The current crisis was bred from extreme disillusionment among a poverty stricken population hungry for democracy. In 2002 the first free elections took place following 24 years of dictatorship. Kibaki won that election, in alliance with Odinga to beat Uhuru Kenyatta, dictator Daniel arap Moi's choice of candidate. The ODM broke with Kibaki when he pushed for more constitutional power, but lost the referendum on its adoption. The ODM united a bureaucratic leadership with a working class membership, and grew strongly as further corruption tainted Kibaki. Odinga portrayed himself as the "people's president", and became a focus for discontent.
But the current crisis has exposed the political failings of Odinga. His various calls for discussion with Kibaki are mixed with calls for protests and consumer boycotts, and his lack of a base in the working class has meant a leadership vacuum.
Nationally, the Kikuyu make up some 22 percent of Kenya's population, but they are no less oppressed or poor than other ethnic groups. Ethnic violence is on the increase because Kibaki is Kikuyu, as are the majority of the ruling class and the dreaded general security unit (GSU). Additionally, the Mungiki, a Kikuyu militia outlawed before the election, has now been co-opted by the ruling elite to act as a Mafia-style terror squad, smashing democratic movements in collusion with other state forces.
This makes it easy for the ruling class to divide and rule, with Kikuyu set against other ethnic groups, rather than the poor set against the ruling elite. The ODM has failed to challenge this misdirected anger.

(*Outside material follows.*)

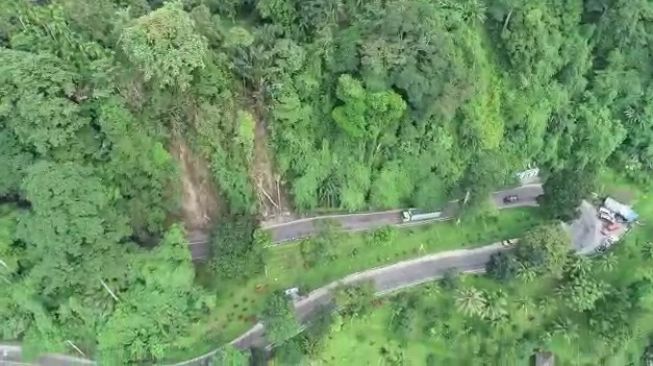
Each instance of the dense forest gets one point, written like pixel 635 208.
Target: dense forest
pixel 107 106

But there may be hope. Many in the ODM are rightly calling for a general strike, to force Kibaki out of office, and there is a growing divide inside the party between the neoliberal leadership and the working class base. Kenya has a large working class, with the slums emptying every morning to fill the factory floors. And the regime is relatively weak. If the police and armed forces were to break from Kibaki as part of a general upsurge, the opportunity could arise for radical change. Were the ODM to split, there would be the possibility of a genuinely grassroots alternative which could unite the poor and build a different society altogether.